24R,25(OH)2D3 decreased 1α,25(OH)2D3-stimulated genes: osteocalcin and VDR. A–C, Using RT-qPCR, the mRNA expression of osteogenic genes was assessed after vitamin D3 treatment up to the time of mineralization (day 14). hMSCs were seeded at 10 000 cells/cm2. A 10 nM concentration was used for all vitamin D3 metabolites. Treatments started at day 0, and medium was change every 3 days (Figure 1). B, Western blot analysis of the 1α,25(OH)2D3 receptor (VDR) levels. α-Tubulin was used as a loading control. n = 3 independent experiments in triplicate. ★, P ≤ .05 compared to the respective day control. 1α,25-, 1α,25(OH)2D3.

Figure 5.

24R,25(OH)2D3 decreases 25(OH)D3-1α-hydroxylase (CYP27B1), whereas 1α,25(OH)2D3 increases 25-hydroxylase (CYP2R1) expression.
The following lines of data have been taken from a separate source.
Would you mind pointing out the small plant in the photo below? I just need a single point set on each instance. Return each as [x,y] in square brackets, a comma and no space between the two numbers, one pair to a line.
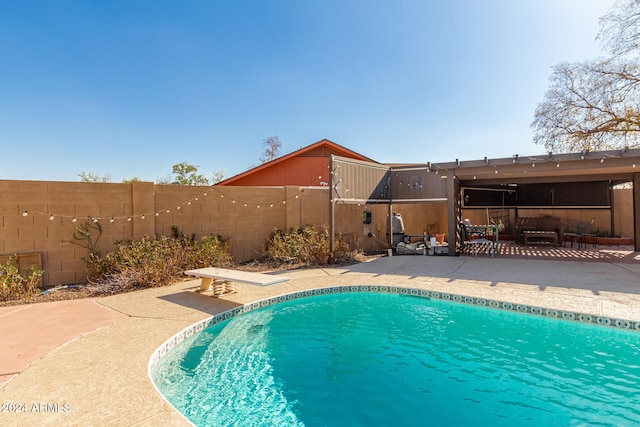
[306,246]
[14,286]
[156,261]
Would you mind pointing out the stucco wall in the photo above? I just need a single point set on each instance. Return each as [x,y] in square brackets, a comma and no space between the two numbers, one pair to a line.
[245,216]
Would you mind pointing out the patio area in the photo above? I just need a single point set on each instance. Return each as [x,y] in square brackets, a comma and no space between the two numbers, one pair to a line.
[97,373]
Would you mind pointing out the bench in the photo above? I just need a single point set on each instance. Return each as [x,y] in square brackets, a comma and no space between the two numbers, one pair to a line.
[222,279]
[544,223]
[540,237]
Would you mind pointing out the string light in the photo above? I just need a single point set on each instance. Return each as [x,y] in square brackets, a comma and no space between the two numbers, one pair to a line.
[114,219]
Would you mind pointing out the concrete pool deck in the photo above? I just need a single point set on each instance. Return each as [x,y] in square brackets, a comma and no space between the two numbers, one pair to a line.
[100,377]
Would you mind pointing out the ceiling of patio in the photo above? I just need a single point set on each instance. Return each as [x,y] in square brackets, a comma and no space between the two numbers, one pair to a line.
[615,165]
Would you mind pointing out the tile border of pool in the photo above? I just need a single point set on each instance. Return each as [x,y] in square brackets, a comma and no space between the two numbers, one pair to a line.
[572,316]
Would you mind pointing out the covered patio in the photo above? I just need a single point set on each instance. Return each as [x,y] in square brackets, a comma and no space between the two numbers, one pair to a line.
[579,185]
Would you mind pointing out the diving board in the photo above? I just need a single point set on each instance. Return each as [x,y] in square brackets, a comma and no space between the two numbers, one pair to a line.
[222,279]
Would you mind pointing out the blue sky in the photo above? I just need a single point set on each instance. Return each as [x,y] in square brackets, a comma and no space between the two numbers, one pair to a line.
[129,88]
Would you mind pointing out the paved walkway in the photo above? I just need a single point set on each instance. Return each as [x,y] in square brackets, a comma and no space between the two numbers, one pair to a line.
[99,377]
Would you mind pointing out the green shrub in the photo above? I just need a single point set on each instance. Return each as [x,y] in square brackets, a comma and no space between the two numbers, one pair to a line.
[306,246]
[14,286]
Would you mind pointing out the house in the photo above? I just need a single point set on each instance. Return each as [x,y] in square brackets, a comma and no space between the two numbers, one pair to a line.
[308,166]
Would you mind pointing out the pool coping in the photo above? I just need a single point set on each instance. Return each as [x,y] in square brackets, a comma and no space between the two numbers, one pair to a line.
[103,375]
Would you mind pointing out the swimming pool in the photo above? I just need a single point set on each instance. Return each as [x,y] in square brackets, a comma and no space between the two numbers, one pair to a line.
[387,359]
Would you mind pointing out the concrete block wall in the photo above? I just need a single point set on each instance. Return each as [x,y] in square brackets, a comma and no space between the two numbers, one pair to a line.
[244,216]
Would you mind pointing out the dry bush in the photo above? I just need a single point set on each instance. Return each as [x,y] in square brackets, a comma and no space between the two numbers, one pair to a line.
[156,261]
[14,286]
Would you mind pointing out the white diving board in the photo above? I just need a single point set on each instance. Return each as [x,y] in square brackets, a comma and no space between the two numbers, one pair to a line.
[222,279]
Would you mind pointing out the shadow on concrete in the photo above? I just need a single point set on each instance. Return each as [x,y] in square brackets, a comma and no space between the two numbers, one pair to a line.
[596,270]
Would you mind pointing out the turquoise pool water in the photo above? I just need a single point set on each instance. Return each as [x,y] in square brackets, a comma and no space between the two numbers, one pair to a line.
[376,359]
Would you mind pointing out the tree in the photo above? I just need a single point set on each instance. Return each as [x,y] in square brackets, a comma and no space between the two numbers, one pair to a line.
[595,105]
[272,147]
[131,180]
[187,174]
[94,177]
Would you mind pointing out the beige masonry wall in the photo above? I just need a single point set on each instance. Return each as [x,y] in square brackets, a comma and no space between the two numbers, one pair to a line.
[244,216]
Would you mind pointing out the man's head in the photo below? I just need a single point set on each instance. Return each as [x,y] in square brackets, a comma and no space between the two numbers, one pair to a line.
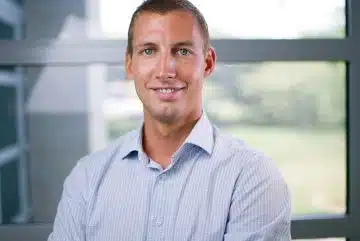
[163,7]
[168,57]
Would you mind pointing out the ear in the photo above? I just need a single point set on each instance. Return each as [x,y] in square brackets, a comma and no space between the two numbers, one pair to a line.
[210,60]
[128,66]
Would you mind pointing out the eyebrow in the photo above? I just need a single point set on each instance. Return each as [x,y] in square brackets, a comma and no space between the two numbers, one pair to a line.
[177,44]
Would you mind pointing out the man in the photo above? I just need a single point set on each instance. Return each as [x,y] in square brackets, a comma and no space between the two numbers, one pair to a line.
[177,177]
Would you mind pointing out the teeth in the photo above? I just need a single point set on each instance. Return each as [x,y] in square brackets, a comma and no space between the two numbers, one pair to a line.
[166,90]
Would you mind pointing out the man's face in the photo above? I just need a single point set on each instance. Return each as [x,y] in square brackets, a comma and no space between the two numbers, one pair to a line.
[169,65]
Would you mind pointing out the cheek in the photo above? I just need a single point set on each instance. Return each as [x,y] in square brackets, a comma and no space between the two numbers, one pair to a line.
[193,75]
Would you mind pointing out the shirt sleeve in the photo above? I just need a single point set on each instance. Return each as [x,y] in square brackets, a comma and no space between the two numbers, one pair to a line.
[70,220]
[260,209]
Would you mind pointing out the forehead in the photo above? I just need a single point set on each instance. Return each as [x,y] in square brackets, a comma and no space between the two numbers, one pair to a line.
[172,26]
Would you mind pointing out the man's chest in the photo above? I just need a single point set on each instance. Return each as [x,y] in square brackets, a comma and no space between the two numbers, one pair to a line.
[136,204]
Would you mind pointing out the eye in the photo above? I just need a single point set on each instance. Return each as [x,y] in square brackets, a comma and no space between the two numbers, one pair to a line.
[184,52]
[147,51]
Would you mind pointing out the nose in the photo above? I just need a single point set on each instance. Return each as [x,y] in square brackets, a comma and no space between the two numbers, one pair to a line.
[166,67]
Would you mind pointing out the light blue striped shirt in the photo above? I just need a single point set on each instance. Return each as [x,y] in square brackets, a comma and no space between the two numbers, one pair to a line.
[216,188]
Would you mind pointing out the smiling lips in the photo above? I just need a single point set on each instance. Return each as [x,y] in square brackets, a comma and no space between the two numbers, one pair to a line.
[168,94]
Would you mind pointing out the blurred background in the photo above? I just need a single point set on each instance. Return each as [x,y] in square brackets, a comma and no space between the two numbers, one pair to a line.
[54,110]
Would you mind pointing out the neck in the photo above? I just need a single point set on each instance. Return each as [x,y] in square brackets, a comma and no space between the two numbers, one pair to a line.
[160,141]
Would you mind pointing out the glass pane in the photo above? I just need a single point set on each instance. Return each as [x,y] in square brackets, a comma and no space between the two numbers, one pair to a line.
[248,19]
[293,111]
[323,239]
[6,31]
[8,131]
[274,19]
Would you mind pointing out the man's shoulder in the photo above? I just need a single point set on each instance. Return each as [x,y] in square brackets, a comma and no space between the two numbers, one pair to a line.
[242,154]
[234,145]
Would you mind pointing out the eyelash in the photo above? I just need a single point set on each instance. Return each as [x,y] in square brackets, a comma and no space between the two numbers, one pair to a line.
[142,52]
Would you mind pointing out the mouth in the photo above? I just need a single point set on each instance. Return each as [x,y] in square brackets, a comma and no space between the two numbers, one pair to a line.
[168,94]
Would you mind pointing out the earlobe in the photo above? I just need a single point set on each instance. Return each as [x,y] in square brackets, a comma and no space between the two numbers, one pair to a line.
[128,70]
[210,61]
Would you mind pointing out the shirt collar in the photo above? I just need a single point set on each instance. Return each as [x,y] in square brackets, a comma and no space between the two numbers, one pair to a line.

With use of RT-qPCR, mRNA expression of the cytochrome P450 genes (CYP27A1 and CYP2R1, 25-OHases [A and C]; CYP27B1, 1α-OHase [B]; and CYP24A1, 24-OHase [D]) involved in vitamin D3 metabolism was assessed after vitamin D3 treatment up to the time of mineralization (day 14). hMSCs were seeded at 10 000 cells/cm2. A 10 nM concentration was used for all vitamin D3 metabolites. Treatments started with day 0, and medium was changed every 3 days (Figure 1). ★, P ≤ .05 compared with the respective day control. 1α,25-, 1α,25(OH)2D3.

Figure 6.

24R,25(OH)2D3 decreases the biosynthesis of 1α,25(OH)2D3 from 25(OH)D3 in hMSCs. A, Diagram of the cytochrome P450 hydroxylases (OHases) involved in vitamin D3 metabolism. B, Biosynthesis of 1α,25(OH)2D3 from 25(OH)D3 was assessed after 14 days of 24R,25(OH)2D3 pretreatment, with treatments on day 0 and every 3 days (Figure 1). hMSCs were seeded at 10 000 cells/cm2. Medium was collected 12, 24, and 48 hours after 25(OH)D3 (1 μM) stimulation and assayed for 1α,25(OH)2D3. The rate of 1α,25(OH)2D3 biosynthesis is represented as femtomoles of 1α,25(OH)2D3, normalized against total cellular protein per hour, and is the average from the 12-, 24-, and 48-hour time points. Normalization against total cellular protein (per milligram of protein) was used to account for changes in cell number over time. N.D., none detected. C, RT-qPCR analysis was used to assess the levels of cytochrome P450s (CYP24A1, 24-OHase; CYP27A1 and CYP2R1, 25-OHases; and CYP27B1, 1α-OHase), after pretreatment with 24R,25(OH)2D3 (10 nM) for 14 days under confluent conditions with treatments on day 0 and every 3 days. D, RT-qPCR analysis was used to assess the level of 24-OHase (CYP24A1) mRNA expression after treatment with 24R,25(OH)2D3 (1 pM, 10 pM, 0.1 nM, 1 nM, and 10 nM) for 7 days. Treatments started at day 0 and continued every 3 days. ★, P ≤ .05 compared with the untreated control.

Figure 7.

24R,25(OH)2D3 decreases whereas 1α,25(OH)2D3 increases ROS production. ROS production in the culture media was measured after 14 days of osteoblastic differentiation conditions (osteogenic medium [OG]). hMSCs were seeded at 10 000 cells/cm2. Treatments were started at day 0 and continued every 3 days (A and B) (Figure 1). B, Cytochrome P450 inhibitor ketoconazole (10 μM) was added 1 hour before the treatment/medium change. The medium was changed to serum-free conditions 24 hours before the collection for ROS measurement. The medium was passed through a 10-kDa exclusion filter. The flowthrough was used for analysis of ROS. ★, P ≤ .05 compared with the no ketoconazole treatment; #, P ≤ .05 comparing 1α,25(OH)2D3 vs the combination of 1α,25(OH)2D3 + 24R,25(OH)2D3 treatment groups; $, P ≤ .05 comparing treatments vs the untreated osteogenic control.